Palace Malice, of course, has gone the distance and then some in winning the Belmont. He also has the crucial race over the track.

If Ditch wants to reach for a real life-changer, he could take a look at Will Take Charge, who was closing on Palace Malice in the Jim Dandy. The price will be right, somewhere between 12-1 and 20-1 and possibly higher if the holiday crowd gets carried away with the big three. D. Wayne Lukas can never be overlooked in a big race. Remember Oxbow in the Preakness.

Let’s not forget War Dancer. The winner of the grassy Virginia Derby at the Travers distance gave Ken McPeek all kinds of turf options, including the Secretariat last Saturday at Arlington and the Hall of Fame last week at the Spa. But McPeek held him out of those races to take another shot at the Midsummer Derby on dirt, where his 33-1 Golden Ticket shocked everyone last year by dead-heating with 2-1 favorite Alpha.

There’s also Golden Soul, who rallied for the place in the Derby, well ahead of Verrazano and Palace Malice. Who’s to say it can’t happen again?

In all likelihood, I’ll go at least three deep in multi-race wagers—Orb, Verrazano and War Dancer for a price. If I can afford a fourth horse, I’ll throw in Palace Malice, who I don’t feel will be value. But I still won’t feel safe.

What would I do if I were Ditch and had to narrow it to one? At this point, I can’t say. But I can say what I wouldn’t do: sleep a wink all week pondering the question.

More than the $600,000 winner’s purse is at stake Saturday. If any of the big three win, he would be tough to overtake for 3-year-old Eclipse honors. Anything less than a win in the Breeders’ Cup Classic by one of the Travers runnersup probably wouldn’t do it.

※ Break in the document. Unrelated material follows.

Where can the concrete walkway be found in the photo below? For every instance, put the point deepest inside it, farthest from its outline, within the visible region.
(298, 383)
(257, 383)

The 3-year-old filly championship is already decided. Princess of Sylmar clinched it with her dominant victory in the Alabama, after scores in the Kentucky Oaks and Coaching Club American Oaks. There simply aren’t enough major races left on the calendar to top that triple.

Alas, Princess of Sylmar’s owner/breeder Ed Stanco indicated after the Alabama that he is thinking of putting her away until her 4-year-old campaign. A major factor is that the she is not Breeders’ Cup nominated.

Putting her on the shelf is disrespectful to the filly, who certainly has earned enough to be supplemented (which also would make her eligible to future Breeders’ Cup races), and to racing, which has experienced its highest of highs in recent years when outstanding distaffers Zenyatta and Rachel Alexandra captured America’s fancy.

If Princess of Sylmar is finished for the year, it would not only deny her the opportunity to show how good she is in the Breeders’ Cup, it also would rule out a showdown with older champion Royal Delta, another match that would capture uncommon interest.

Todd Pletcher is as gifted a diplomat as he is a trainer. But see if you get the same between-the-lines interpretation that I did from Pletcher’s statement on Princess of Sylmar not racing again this year.
“There’s plenty of reasons to stop on a lot of these as you go along. So you hate to stop on one when there’s not a reason to.”

Pletcher could not have made his opinion more plain. Let’s hope Stanco pays heed.